Selon le Conseil national des finances publiques, les dépenses liées au vieillissement démographique, notamment en santé et retraites, passeront de 15,7 % du PIB en 2022 à 24,9 % en 2070. Les pensions seules atteindraient 17,5 % du PIB, soit le plus haut niveau de l’Union européenne. Face à cela, une consultation sur la viabilité du système de retraite[i], menée par le gouvernement, devrait déboucher d’ici l’été sur une réforme structurelle[ii]. Par ailleurs, le financement de la transition écologique exerce des pressions accrues, avec une mobilisation prévue de 1,6 % des dépenses publiques (510M€) entre 2025 et 2028 pour les fonds environnementaux, à laquelle s’ajoutent 220 M€ dédiés au financement climatique international sur cinq ans. Enfin, dans le cadre du paquet de printemps du Semestre européen 2024, la Commission européenne recommande de renforcer la lutte contre la planification fiscale agressive pour préserver la base fiscale. Elle incite aussi le Luxembourg à stimuler la productivité, notamment en soutenant l’investissement des entreprises en R&D, afin de maintenir la compétitivité du secteur financier, source majeure de recettes fiscales.


[i] Le système de retraite au Luxembourg repose principalement sur un régime de répartition, dans lequel les cotisations des travailleurs actifs servent à financer les pensions des retraités actuels. L’âge de départ à la retraite est fixé à 65 ans, à condition d’avoir cotisé pendant au moins 10 ans. Toutefois, dans la pratique, l’âge effectif de départ à la retraite est inférieur à l’âge légal : en moyenne les luxembourgeois prennent leur retraite autour de 60/61 ans. La Caisse nationale d’assurance pension (CNAP) dispose d’une réserve accumulée grâce aux excédents passés qui permet de maintenir l’équilibre du régime sans augmenter immédiatement les cotisations ou réduire les pensions. Ainsi, en 2023, la CNAP a dégagé un excédent de 2,85 Md€ portant la réserve à 27,4 Md€, soit l’équivalent de 4,3 années de prestations annuelles. Cependant, malgré cette situation saine, les projections de l’IGSS (Inspection Générale de la Sécurité Sociale) indiquent que dès 2026, les dépenses dépasseront les recettes, forçant le CNAP à puiser dans la réserve.

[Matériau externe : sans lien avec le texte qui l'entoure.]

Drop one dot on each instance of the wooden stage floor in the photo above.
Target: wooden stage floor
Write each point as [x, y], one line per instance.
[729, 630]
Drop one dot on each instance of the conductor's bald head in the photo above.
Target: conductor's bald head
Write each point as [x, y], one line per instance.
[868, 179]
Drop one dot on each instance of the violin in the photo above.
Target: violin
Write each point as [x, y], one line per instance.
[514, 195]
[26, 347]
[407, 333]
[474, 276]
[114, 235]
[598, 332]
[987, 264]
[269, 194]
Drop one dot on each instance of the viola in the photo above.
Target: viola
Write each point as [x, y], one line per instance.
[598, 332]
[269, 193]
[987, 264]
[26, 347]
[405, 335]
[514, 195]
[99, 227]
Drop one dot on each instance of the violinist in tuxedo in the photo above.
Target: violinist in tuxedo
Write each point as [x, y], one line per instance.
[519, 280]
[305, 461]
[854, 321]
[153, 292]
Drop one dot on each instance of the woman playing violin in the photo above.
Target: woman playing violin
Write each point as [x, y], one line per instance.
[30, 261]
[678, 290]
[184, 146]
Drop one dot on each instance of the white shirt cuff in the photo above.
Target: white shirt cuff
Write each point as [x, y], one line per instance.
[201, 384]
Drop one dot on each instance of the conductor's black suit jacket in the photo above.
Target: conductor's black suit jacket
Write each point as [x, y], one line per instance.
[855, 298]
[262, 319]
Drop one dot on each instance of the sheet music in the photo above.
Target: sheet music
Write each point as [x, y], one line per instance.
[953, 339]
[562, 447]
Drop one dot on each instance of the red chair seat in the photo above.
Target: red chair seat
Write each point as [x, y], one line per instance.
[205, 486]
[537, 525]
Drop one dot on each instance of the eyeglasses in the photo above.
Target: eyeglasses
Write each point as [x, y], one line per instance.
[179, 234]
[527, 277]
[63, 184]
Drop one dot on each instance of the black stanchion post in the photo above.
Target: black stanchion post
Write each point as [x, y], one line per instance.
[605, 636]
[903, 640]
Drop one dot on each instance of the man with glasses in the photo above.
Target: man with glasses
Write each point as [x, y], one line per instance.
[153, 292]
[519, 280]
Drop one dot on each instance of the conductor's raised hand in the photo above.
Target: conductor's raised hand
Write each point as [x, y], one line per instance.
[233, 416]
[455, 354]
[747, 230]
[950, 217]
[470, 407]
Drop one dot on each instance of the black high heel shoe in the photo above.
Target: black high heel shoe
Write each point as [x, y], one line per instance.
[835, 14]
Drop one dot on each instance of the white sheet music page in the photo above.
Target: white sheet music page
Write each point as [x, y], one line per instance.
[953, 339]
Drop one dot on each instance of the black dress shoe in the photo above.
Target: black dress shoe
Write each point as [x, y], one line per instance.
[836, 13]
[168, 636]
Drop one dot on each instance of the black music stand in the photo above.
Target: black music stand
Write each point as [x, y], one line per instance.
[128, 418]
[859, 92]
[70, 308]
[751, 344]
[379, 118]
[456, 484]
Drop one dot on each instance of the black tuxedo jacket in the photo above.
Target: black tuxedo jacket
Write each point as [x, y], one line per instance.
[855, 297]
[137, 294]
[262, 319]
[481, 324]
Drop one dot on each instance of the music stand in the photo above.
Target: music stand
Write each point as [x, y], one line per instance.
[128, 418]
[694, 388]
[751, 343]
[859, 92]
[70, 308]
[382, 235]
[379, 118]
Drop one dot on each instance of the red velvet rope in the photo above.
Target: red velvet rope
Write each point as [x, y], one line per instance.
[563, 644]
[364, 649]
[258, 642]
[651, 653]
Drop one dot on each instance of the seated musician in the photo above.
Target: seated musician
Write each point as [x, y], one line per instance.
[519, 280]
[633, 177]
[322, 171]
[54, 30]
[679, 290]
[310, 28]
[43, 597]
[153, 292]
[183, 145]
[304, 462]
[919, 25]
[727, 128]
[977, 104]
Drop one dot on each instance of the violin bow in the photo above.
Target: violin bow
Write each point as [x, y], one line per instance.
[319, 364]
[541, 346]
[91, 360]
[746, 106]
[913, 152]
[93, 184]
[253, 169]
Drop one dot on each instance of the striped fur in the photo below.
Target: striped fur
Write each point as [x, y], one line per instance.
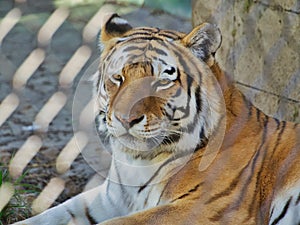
[162, 100]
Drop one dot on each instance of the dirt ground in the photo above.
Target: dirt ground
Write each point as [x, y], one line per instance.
[14, 49]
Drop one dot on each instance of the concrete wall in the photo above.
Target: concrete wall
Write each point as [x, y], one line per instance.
[260, 49]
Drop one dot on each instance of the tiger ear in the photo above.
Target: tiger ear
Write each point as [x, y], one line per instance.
[204, 40]
[113, 26]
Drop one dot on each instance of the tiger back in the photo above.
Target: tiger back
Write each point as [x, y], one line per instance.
[187, 146]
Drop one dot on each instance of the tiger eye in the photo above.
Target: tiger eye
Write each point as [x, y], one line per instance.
[118, 77]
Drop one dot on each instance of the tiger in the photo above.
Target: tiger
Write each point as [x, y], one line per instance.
[162, 102]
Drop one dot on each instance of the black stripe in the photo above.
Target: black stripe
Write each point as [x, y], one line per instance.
[157, 50]
[198, 99]
[272, 211]
[137, 33]
[194, 189]
[258, 112]
[298, 199]
[132, 48]
[234, 183]
[182, 154]
[283, 212]
[283, 124]
[277, 123]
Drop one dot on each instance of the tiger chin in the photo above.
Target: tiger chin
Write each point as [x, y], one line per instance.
[163, 100]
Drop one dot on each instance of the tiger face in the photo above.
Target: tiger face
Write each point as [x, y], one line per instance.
[152, 95]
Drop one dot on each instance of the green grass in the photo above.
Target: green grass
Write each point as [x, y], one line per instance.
[17, 208]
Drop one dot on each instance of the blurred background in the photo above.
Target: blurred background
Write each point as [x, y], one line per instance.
[47, 46]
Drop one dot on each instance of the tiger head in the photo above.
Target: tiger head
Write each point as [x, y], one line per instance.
[155, 89]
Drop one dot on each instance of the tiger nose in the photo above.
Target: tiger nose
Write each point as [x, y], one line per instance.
[129, 122]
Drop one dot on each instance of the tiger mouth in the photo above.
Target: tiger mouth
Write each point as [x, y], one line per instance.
[147, 143]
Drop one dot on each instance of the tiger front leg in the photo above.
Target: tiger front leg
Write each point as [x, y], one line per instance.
[90, 207]
[170, 214]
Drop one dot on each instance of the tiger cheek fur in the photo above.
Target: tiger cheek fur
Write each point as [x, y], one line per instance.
[163, 101]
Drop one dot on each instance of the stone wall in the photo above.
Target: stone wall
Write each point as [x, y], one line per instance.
[260, 49]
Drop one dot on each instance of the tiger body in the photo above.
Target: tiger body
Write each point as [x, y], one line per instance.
[162, 100]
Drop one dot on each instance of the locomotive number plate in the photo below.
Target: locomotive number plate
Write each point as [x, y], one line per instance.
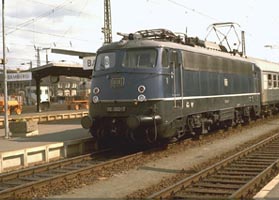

Le seuil légal minimum de réserve (1,5 fois les prestations annuelles) devrait être franchi dès 2039 et la réserve complètement épuisée en 2045. L’IGGS suggère donc une réforme des retraites. En effet, sans ajustements le modèle de répartition ne pourra plus assurer durablement les pensions, mettant en péril la stabilité financière du système luxembourgeois.

[ii] Malgré les annonces faites par le Premier ministre Luc Frieden, les contours précis de la réforme des retraites restent flous. La mesure phare de cette réforme est un allongement progressif des carrières de trois mois par an.